While it may surprise you if you are new to search engine internals, one of the most important building blocks of a search engine is the ability to efficiently compress and quickly decode sorted lists of integers. Why is this useful? As you may know, Elasticsearch shards, which are Lucene indices under the hood, split the data that they store into segments which are regularly merged together. Inside each segment, documents are given an identifier between 0 and the number of documents in the segment (up to 231-1). This is conceptually like an index in an array: it is stored nowhere but is enough to identity an item. Segments store data about documents sequentially, and a doc ID is the index of a document in a segment. So the first document in a segment would have a doc ID of 0, the second 1, etc. until the last document, which has a doc ID equal to the total number of documents in the segment minus one.
Why are these doc IDs useful? An inverted index needs to map terms to the list of documents that contain this term, called a postings list, and these doc IDs that we just discussed are a perfect fit since they can be compressed efficiently.
Frame Of Reference
In order to be able to compute intersections and unions efficiently, we require that these postings lists are sorted. A nice side-effect of this decision is that postings lists can be compressed with delta-encoding.

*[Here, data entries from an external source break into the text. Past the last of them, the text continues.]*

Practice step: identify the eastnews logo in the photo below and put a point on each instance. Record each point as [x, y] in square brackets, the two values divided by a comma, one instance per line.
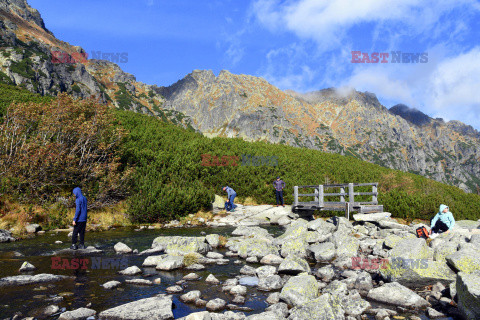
[247, 160]
[80, 57]
[395, 57]
[84, 263]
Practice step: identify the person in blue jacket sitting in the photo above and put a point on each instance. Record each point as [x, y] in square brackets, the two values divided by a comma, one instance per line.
[79, 220]
[231, 194]
[442, 222]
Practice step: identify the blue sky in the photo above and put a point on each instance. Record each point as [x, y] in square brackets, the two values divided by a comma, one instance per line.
[302, 45]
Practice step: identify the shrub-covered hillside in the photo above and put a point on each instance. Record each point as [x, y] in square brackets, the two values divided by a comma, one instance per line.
[157, 166]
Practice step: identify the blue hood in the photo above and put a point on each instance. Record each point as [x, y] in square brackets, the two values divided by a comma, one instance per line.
[443, 207]
[77, 192]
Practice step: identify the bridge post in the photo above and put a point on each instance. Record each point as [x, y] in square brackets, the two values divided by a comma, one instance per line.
[320, 196]
[295, 196]
[351, 199]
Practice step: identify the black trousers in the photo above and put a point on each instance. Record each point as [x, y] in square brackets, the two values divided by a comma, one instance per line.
[279, 196]
[79, 230]
[439, 227]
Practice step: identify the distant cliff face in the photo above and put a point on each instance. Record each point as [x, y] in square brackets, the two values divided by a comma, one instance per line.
[346, 122]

For instance, if your postings list is
[73, 300, 302, 332, 343, 372], the list of deltas would be
[73, 227, 2, 30, 11, 29]. What is interesting to note here is that all deltas are between 0 and 255, so you only need one byte per value. This is the technique that Lucene is using in order to encode your inverted index on disk: postings lists are split into blocks of 256 doc IDs and then each block is compressed separately using delta-encoding and bit packing: Lucene computes the maximum number of bits required to store deltas in a block, adds this information to the block header, and then encodes all deltas of the block using this number of bits. This encoding technique is known as Frame Of Reference (FOR) in the literature and has been used since Lucene 4.1.
Here is an example with a block size of 3 (instead of 256 in practice):
The same abstraction is used at search time: queries and filters return a sorted iterator over the list of documents that they match. In the case of term queries and filters, implementation is very simple, we just need to return an iterator over a postings list from the inverted index. Other queries are more sophisticated. For instance, a disjunction
termA OR termB would need to merge postings lists for
termB on the fly. But in the end, it is still using the same abstraction.
This leads us to a second place where Lucene needs to encode sorted lists of integers: the filter cache. Filter caching is a popular technique which can speed up the execution of frequently-used filters. It is a simple cache that maps (filter, segment) pairs to the list of doc IDs that they match. But constraints are different from the inverted index:
- Since we only cache frequently-used filters, the compression ratio does not matter as much as for the inverted index which needs to encode matching documents for _every_ possible term.
- However, we need cached filters to be faster than re-executing the filter, so it is important to use a good data-structure.
- Cached filters are stored in memory while postings lists are typically stored on disk.
For these reasons, the best encoding techniques are not necessarily the same for an inverted index and for cached filters.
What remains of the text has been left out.